Molecular De Novo Design through Deep Reinforcement Learning
Marcus Olivecrona, Thomas Blaschke, Ola Engkvist, Hongming Chen
TL;DR
The paper tackles the challenge of navigating vast chemical space to find molecules with desirable properties by coupling a pre-trained SMILES-generating RNN (Prior) with policy-based reinforcement learning (Agent) that tunes generation via augmented episodic likelihood, defined as $\log P(A)_{\mathbb{U}} = \log P(A)_{Prior} + \sigma S(A)$. A DRD2 activity model (an SVM) guides generation toward predicted actives, while Celecoxib analogue and sulfur-avoidance tasks demonstrate flexibility across objectives. The Agent maintains alignment with the Prior while achieving high-quality outputs, recovering actives not present in the Prior or activity model, and achieving substantial enrichment for predicted actives (e.g., >95% predicted actives in DRD2-targeted runs).
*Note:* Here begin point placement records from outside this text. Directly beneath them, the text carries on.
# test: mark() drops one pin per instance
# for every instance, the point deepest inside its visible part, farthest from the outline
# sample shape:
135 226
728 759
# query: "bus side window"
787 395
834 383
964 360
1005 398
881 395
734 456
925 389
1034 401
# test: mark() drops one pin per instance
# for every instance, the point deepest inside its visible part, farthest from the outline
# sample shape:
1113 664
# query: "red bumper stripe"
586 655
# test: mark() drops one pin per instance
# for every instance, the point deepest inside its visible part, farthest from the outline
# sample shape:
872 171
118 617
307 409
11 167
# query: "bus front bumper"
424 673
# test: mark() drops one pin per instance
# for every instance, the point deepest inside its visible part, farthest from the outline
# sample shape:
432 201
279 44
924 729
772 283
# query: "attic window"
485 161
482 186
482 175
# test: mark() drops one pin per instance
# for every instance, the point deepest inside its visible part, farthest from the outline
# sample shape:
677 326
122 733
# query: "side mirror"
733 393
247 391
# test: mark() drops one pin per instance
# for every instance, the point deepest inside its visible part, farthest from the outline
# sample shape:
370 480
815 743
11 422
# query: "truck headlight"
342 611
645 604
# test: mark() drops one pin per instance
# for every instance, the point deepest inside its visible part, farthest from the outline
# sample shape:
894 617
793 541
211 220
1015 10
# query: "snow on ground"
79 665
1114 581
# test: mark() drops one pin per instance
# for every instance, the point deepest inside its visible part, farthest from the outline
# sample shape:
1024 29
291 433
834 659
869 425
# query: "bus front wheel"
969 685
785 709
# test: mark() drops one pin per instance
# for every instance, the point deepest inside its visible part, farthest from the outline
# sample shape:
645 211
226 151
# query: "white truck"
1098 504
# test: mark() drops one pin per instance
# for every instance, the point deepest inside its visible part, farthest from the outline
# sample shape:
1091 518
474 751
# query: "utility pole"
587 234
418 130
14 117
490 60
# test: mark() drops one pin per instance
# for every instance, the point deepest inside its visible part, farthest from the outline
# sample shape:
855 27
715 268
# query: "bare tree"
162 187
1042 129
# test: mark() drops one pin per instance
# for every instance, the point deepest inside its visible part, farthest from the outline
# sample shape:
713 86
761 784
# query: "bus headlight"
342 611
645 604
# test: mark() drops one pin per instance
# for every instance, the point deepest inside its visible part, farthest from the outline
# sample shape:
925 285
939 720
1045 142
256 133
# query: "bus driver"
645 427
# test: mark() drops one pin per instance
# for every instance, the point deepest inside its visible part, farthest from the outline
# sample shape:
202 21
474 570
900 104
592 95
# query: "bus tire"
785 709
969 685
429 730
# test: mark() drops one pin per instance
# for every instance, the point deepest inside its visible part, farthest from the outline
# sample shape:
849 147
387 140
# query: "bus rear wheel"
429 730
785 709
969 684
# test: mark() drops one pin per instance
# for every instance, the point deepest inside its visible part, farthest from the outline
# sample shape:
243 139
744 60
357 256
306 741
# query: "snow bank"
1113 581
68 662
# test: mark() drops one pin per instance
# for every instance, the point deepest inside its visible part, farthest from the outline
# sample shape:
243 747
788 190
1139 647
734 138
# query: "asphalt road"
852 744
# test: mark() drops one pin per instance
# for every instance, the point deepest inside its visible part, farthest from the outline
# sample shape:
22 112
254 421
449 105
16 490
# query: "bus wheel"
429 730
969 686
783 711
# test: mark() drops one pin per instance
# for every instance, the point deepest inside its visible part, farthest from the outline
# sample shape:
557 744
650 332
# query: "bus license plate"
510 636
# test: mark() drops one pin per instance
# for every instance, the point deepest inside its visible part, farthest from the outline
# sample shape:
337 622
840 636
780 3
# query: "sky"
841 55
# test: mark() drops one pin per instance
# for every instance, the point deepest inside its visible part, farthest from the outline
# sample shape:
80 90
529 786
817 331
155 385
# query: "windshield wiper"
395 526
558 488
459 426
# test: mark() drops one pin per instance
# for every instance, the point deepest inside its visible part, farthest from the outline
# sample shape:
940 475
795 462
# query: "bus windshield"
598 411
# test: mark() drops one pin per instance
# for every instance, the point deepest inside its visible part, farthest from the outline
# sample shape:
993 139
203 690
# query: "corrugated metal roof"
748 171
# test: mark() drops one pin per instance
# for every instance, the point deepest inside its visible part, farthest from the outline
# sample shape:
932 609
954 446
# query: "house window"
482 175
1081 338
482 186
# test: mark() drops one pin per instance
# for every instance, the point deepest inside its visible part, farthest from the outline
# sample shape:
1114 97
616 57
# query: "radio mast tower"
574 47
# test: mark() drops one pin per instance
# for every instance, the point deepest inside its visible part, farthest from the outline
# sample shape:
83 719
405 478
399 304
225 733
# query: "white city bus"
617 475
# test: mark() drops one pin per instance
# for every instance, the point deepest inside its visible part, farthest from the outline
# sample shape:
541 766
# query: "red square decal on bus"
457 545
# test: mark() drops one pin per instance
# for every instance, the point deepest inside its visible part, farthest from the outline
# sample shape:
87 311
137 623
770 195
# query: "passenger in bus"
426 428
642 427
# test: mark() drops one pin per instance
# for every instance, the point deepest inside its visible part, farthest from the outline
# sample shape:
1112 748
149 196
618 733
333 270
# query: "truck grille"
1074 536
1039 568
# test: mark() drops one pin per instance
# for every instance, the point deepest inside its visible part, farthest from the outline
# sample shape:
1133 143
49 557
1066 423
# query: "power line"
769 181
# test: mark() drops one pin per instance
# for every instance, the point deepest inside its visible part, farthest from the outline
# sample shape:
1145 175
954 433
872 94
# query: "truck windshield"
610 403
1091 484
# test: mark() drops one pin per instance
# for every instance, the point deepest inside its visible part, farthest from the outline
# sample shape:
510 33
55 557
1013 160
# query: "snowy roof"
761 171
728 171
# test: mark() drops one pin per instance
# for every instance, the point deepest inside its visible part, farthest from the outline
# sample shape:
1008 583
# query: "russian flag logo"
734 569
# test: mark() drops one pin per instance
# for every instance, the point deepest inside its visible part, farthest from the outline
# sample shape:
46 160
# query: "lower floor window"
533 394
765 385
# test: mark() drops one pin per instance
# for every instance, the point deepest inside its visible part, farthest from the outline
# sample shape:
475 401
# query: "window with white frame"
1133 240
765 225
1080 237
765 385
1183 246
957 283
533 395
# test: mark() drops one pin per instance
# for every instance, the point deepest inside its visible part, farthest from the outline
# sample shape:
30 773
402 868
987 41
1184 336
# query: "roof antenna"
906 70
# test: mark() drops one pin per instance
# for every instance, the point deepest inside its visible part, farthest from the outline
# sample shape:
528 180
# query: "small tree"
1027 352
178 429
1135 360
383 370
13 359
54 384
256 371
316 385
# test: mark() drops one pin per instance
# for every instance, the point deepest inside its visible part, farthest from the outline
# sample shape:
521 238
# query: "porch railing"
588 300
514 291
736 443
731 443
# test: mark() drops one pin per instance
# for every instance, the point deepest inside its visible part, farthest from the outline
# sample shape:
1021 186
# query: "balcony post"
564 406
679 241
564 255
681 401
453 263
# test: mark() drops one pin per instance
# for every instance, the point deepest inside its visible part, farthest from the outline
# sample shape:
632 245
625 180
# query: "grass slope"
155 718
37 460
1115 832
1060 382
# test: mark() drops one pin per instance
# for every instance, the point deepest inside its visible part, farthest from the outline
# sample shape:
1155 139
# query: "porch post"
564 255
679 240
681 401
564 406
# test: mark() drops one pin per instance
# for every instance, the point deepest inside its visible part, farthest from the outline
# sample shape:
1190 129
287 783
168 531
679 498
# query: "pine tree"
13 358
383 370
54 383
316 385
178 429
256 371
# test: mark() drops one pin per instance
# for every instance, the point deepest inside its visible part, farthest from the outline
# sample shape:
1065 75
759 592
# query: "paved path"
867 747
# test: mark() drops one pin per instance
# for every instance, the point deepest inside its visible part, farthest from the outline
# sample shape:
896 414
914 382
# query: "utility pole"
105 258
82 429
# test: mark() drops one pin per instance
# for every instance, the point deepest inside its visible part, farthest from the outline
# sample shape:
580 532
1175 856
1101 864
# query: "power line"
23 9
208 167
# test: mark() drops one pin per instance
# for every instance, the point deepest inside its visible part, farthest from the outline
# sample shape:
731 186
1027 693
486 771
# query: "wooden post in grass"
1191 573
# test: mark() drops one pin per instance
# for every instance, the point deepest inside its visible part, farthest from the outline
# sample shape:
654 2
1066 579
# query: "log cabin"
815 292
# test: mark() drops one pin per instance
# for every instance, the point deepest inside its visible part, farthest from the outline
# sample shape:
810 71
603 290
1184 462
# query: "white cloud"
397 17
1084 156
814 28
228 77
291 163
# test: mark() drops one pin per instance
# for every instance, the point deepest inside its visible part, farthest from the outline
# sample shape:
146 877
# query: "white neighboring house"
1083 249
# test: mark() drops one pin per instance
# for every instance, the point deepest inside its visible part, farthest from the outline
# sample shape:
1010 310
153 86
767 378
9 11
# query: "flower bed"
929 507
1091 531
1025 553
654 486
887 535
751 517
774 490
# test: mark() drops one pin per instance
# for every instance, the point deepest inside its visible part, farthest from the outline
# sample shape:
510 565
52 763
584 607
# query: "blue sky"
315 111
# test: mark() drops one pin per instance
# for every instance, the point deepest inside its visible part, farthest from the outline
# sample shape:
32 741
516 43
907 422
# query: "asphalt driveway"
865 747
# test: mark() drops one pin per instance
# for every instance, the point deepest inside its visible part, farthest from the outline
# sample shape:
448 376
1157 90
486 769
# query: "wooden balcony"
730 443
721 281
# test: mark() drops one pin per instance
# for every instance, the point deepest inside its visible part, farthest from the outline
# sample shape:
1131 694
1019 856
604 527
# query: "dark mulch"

Compared to REINFORCE variants, the augmented-likelihood approach reduces pathological exploitation of rewards and preserves the underlying chemical space, offering a scalable approach to multi-parameter de novo design in drug discovery.
Abstract
This work introduces a method to tune a sequence-based generative model for molecular de novo design that through augmented episodic likelihood can learn to generate structures with certain specified desirable properties. We demonstrate how this model can execute a range of tasks such as generating analogues to a query structure and generating compounds predicted to be active against a biological target. As a proof of principle, the model is first trained to generate molecules that do not contain sulphur. As a second example, the model is trained to generate analogues to the drug Celecoxib, a technique that could be used for scaffold hopping or library expansion starting from a single molecule. Finally, when tuning the model towards generating compounds predicted to be active against the dopamine receptor type 2, the model generates structures of which more than 95% are predicted to be active, including experimentally confirmed actives that have not been included in either the generative model nor the activity prediction model.